Alison Mutch, média legista principal de South Manchester, declarou ao tribunal que não foram encontrados quaisquer notas de Hatton e que não havia informações recolhidas pela polícia que indicassem que ele tinha planeado tirar a própria vida.
Os testes mostraram que o grande nome do boxe britânico estava muito acima do limite de álcool permitido para condução no momento da sua morte.
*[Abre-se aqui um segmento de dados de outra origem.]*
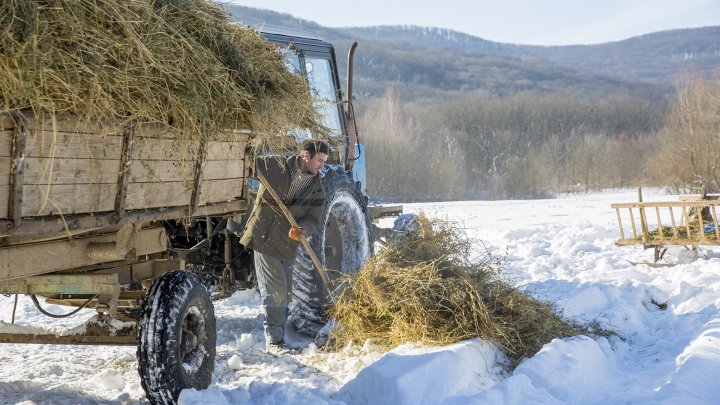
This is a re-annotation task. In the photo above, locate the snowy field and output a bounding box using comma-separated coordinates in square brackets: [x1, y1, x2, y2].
[0, 191, 720, 405]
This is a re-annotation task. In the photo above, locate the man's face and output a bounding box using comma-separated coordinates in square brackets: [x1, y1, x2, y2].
[304, 151, 328, 174]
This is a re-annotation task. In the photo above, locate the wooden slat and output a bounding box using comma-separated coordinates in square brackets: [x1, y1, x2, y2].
[132, 134, 200, 162]
[207, 140, 246, 161]
[199, 178, 245, 205]
[22, 182, 117, 217]
[0, 156, 12, 186]
[0, 130, 14, 157]
[203, 160, 245, 180]
[655, 207, 665, 238]
[615, 208, 625, 239]
[668, 207, 678, 238]
[25, 132, 122, 160]
[125, 182, 192, 210]
[0, 114, 15, 130]
[130, 160, 245, 183]
[21, 158, 120, 185]
[0, 184, 10, 218]
[130, 159, 195, 183]
[20, 114, 123, 138]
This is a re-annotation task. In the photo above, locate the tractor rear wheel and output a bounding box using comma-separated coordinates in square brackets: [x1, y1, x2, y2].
[290, 167, 373, 337]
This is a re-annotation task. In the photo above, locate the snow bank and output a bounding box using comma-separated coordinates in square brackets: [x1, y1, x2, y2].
[337, 339, 503, 405]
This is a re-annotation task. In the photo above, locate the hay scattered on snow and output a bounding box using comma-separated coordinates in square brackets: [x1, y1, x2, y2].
[0, 0, 324, 139]
[330, 215, 578, 366]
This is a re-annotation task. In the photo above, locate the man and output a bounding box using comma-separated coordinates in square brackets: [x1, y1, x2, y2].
[240, 140, 330, 353]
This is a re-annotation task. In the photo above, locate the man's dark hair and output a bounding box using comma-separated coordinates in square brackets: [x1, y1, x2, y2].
[303, 139, 330, 158]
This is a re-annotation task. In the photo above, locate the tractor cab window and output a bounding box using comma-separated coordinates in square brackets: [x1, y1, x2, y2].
[281, 48, 302, 75]
[305, 56, 342, 139]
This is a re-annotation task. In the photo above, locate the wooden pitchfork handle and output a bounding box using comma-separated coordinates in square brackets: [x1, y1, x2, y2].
[256, 170, 335, 302]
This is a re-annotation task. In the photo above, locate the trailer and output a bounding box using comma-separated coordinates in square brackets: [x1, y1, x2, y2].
[0, 32, 388, 403]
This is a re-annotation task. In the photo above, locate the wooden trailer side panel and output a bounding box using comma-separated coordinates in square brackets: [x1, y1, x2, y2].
[0, 115, 248, 218]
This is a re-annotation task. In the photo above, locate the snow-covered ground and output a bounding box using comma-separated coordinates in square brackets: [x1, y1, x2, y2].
[0, 191, 720, 405]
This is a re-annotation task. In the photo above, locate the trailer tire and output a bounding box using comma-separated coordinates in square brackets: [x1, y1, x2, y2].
[137, 270, 217, 404]
[289, 166, 373, 338]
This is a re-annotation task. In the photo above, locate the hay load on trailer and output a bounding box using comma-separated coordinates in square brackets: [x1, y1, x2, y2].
[0, 0, 371, 403]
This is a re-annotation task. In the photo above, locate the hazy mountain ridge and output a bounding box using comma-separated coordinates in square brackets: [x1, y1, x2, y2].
[225, 5, 720, 100]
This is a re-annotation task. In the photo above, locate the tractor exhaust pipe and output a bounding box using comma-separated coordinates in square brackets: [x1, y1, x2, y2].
[345, 42, 360, 170]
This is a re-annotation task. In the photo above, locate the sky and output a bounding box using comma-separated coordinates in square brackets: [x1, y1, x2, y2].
[225, 0, 720, 45]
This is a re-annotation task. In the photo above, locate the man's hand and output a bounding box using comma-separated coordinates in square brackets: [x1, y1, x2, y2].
[288, 226, 307, 242]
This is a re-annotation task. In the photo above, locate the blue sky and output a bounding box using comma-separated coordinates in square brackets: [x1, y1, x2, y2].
[225, 0, 720, 45]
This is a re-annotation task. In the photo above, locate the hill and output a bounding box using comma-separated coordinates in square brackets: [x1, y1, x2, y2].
[225, 5, 720, 101]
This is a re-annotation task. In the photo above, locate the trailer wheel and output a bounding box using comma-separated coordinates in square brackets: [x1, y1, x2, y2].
[137, 270, 216, 404]
[290, 166, 373, 337]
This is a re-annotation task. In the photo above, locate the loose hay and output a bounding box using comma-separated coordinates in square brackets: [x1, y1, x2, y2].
[0, 0, 324, 144]
[330, 215, 578, 367]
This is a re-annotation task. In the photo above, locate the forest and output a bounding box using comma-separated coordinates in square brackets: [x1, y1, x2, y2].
[357, 72, 720, 201]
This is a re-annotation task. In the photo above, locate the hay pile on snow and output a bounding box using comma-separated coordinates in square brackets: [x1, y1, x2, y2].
[0, 0, 323, 139]
[330, 215, 577, 364]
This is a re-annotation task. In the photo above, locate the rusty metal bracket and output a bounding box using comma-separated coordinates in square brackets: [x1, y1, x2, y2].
[115, 123, 135, 222]
[0, 274, 120, 316]
[8, 112, 27, 233]
[190, 138, 207, 216]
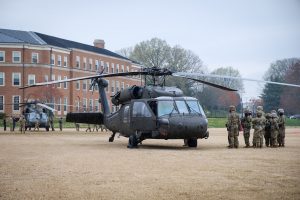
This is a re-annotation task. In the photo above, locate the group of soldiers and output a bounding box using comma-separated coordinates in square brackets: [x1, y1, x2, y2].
[3, 115, 63, 133]
[226, 106, 285, 148]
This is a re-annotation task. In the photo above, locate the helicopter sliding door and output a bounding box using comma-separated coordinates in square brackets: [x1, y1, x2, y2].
[130, 100, 156, 131]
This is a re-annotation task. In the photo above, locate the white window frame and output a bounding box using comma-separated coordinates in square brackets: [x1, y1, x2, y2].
[11, 51, 21, 63]
[95, 60, 99, 71]
[0, 95, 5, 112]
[0, 51, 5, 62]
[27, 74, 35, 85]
[0, 72, 5, 86]
[31, 52, 39, 64]
[89, 58, 93, 71]
[57, 55, 61, 67]
[75, 80, 80, 90]
[12, 95, 21, 113]
[64, 76, 68, 89]
[57, 75, 61, 88]
[64, 56, 68, 67]
[11, 72, 22, 86]
[83, 57, 87, 70]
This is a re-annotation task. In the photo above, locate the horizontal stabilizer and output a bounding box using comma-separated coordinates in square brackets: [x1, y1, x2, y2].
[66, 112, 103, 124]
Foram também detetados vestígios de consumo anterior de cocaína e canábis.
O exame post-mortem revelou alguns danos no cérebro, identificados como encefalopatia traumática crónica (CTE), associada ao boxe.
"Ele tinha feito planos significativos para o futuro e não foram encontradas notas que indicassem intenção de tirar a própria vida. Ouvi com muita atenção todas as provas. Ao juntar tudo, não posso estar satisfeita de que ele tenha tido intenção de tirar a própria vida. Por isso, não é possível, legalmente, concluir suicídio. Concluí um veredicto narrativo. A sua intenção permanece incerta, pois estava sob influência de álcool, e o exame neuropatológico post-mortem revelou sinais de encefalopatia traumática crónica", afirmou Mutch na conclusão do inquérito.
Vários familiares de Hatton estiveram presentes para ouvir o veredicto.
O antigo boxista foi descrito como um pai dedicado, bem-disposto e no melhor estado em "anos", apesar dos problemas passados com álcool e drogas, segundo a família relatou ao tribunal de Stockport, perto de Manchester.